It may seem hard to believe but Canada’s core inflation rate is down in February to lowest level since 1984 as reported by CBC. It’s now 0.90%.
Filling up my car at the gas pumps or buying groceries is certainly costing me more… So how can the inflation rate be lower be lower?
The Core inflation rate strips away food and energy costs resulting in a lower rate of inflation.
The Bank of Canada has a Target inflation rate of 2%. The Target range is 1% to 3%. When you combine a high Canadian $dollar that is at par with the $US dollar and this low inflation rate, the Bank of Canada less likely to raise the Target Rate….for now.

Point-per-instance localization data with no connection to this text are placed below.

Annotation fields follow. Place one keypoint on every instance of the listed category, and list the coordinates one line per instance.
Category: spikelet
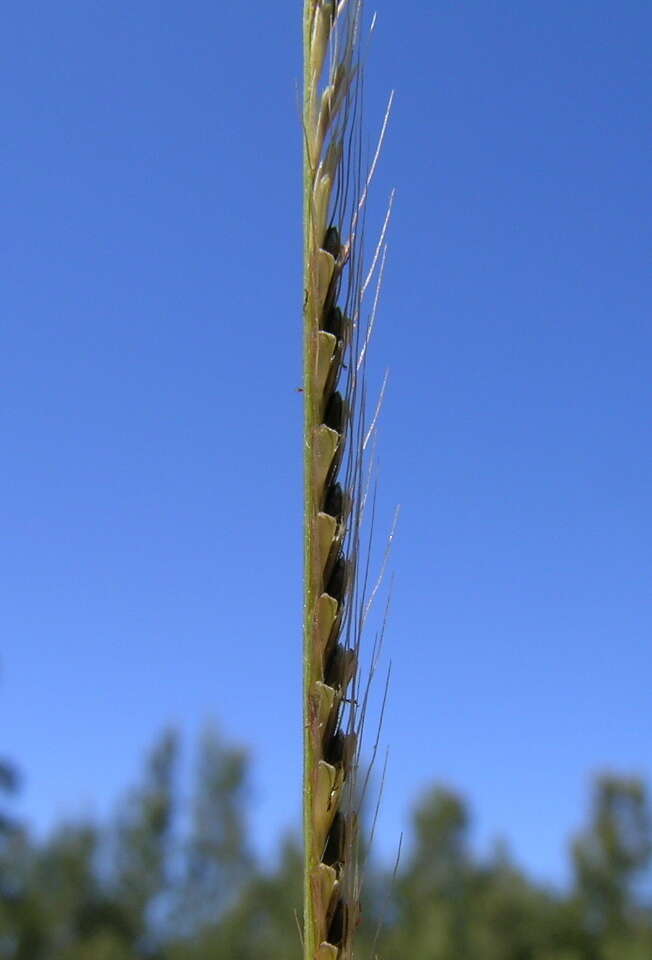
(335, 436)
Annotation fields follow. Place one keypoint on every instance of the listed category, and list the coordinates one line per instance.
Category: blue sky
(151, 489)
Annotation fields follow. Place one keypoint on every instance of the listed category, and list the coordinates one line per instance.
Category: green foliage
(166, 882)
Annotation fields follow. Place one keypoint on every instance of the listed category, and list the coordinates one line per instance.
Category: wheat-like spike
(336, 436)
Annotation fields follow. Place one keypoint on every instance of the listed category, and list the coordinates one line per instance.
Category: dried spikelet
(336, 434)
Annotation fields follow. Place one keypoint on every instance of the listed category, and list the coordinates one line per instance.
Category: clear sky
(151, 424)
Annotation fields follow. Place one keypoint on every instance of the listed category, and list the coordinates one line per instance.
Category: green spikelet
(331, 29)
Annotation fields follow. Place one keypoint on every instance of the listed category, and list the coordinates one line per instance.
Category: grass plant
(337, 438)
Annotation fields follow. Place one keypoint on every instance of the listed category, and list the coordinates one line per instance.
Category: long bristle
(336, 432)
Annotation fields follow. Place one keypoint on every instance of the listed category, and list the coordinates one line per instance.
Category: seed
(334, 413)
(337, 581)
(334, 851)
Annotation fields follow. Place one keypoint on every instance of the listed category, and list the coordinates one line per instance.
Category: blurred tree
(611, 854)
(217, 862)
(143, 846)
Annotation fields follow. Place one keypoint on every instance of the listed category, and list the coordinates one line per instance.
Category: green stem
(309, 939)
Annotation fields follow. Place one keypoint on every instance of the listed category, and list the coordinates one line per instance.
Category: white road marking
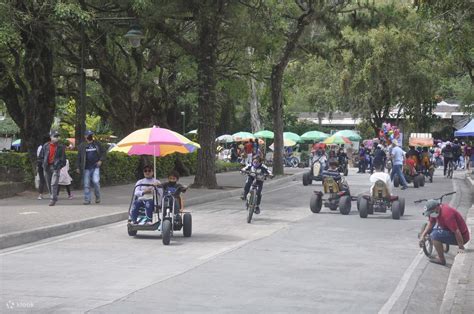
(387, 307)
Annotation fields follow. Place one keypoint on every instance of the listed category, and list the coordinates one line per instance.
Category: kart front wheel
(316, 203)
(345, 205)
(166, 232)
(187, 225)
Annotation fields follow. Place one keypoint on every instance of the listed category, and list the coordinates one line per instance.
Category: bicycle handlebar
(438, 198)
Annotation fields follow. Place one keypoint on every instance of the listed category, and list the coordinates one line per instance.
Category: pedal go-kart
(412, 175)
(314, 174)
(169, 219)
(427, 243)
(380, 201)
(337, 197)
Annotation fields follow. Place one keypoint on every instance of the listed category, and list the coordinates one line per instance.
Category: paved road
(287, 260)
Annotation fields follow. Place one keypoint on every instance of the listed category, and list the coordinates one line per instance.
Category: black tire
(396, 210)
(345, 205)
(250, 208)
(166, 231)
(370, 208)
(131, 232)
(396, 181)
(306, 178)
(187, 225)
(316, 203)
(333, 205)
(416, 182)
(363, 207)
(402, 206)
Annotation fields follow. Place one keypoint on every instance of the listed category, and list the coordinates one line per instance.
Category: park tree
(27, 52)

Here are a few forecasts… Citigroup says a rate hike will not take place in April but instead, July. And retired RBC Chief Economist, Patricia Croft says to watch the Bank of Canada 2 year bond yields for an indication of where the market thinks rates are headed. The yields have dropped from 1.90% to 1.68%. She says the market thinks rates won’t go up til October and only by 35bps. But she thinks we should be ready for summer rate hikes. The next few inflation reports will play a big part in the Bank of Canada’s future decisions.
I tend to agree with both forecasts… Summer rate hikes are likely…. but I’m not sure how high and how quickly these rate hikes will happen. We’ll be watching and reporting.